New Publications

Malcolm Cook, Early British Animation: From Page and Stage to Cinema Screens (Palgrave Macmillan, 2018)

This book is the first history of British animated cartoons, from the earliest period of cinema in the 1890s up to the late 1920s. In this period cartoonists and performers from earlier traditions of print and stage entertainment came to film to expand their artistic practice, bringing with them a range of techniques and ideas that shaped the development of British animation. These were commercial rather than avant-garde artists, but they nevertheless saw the new medium of cinema as offering the potential to engage with modern concerns of the early 20th century, be it the political and human turmoil of the First World War or new freedoms of the 1920s. Cook’s examination and reassessment of these films and their histories reveals their close attention and play with the way audiences saw the world. As such, this book offers new insight into the changing understanding of vision at that time as Britain’s place in the world was reshaped in the early 20th century.

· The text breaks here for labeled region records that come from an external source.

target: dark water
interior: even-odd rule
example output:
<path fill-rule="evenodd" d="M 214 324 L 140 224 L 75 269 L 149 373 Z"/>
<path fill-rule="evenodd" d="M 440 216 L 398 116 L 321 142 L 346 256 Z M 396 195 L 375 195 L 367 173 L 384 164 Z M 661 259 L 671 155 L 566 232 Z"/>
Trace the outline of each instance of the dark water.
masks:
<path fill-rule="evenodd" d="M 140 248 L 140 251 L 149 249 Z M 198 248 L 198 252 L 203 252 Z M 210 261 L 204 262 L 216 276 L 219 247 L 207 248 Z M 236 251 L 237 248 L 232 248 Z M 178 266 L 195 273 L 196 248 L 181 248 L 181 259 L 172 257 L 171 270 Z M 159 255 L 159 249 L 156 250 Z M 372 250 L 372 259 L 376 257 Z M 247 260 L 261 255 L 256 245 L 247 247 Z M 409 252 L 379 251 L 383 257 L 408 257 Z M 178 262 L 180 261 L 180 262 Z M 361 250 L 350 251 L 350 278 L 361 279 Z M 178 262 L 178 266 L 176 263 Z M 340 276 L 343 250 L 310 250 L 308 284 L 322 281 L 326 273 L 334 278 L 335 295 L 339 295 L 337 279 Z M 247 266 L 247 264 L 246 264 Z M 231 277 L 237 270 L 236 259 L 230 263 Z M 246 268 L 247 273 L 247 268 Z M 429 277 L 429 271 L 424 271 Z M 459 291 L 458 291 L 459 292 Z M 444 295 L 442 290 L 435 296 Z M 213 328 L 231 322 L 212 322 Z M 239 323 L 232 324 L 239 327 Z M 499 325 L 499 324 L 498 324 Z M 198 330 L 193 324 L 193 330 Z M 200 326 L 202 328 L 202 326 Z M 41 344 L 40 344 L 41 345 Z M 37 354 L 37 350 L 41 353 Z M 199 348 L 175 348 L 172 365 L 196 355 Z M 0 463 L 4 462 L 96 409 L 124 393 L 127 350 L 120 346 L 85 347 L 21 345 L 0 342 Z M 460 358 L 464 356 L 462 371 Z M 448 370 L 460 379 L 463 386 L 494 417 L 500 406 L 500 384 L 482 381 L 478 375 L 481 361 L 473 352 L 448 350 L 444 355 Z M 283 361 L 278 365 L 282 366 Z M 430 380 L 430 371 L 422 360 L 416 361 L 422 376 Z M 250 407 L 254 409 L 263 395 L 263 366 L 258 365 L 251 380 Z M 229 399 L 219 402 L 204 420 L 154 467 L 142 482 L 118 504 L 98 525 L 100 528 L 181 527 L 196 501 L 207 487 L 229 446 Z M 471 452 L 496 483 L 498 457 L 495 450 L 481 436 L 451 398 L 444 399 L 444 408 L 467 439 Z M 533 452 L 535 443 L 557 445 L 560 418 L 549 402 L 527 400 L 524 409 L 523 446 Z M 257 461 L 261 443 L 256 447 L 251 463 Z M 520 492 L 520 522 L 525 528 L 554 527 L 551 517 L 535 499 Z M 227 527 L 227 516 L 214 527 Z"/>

Review by the Domitor member Don Crafton: “Malcolm Cook in this book emerges as the preeminent historian of early British animation. But, as if that were not saying enough, he also interjects his distinctive voice into an erudite, yet entertaining, discourse about a body of filmmaking heretofore ‘largely forgotten and unloved’. More than a simple chronicle, Early British Animation weaves a powerful narrative of talented, often obsessive, artists and their relation to the establishment and avant-garde art movements of their day. We can’t say whether or not future generations will love British animation, but they will no longer be able to forget it.”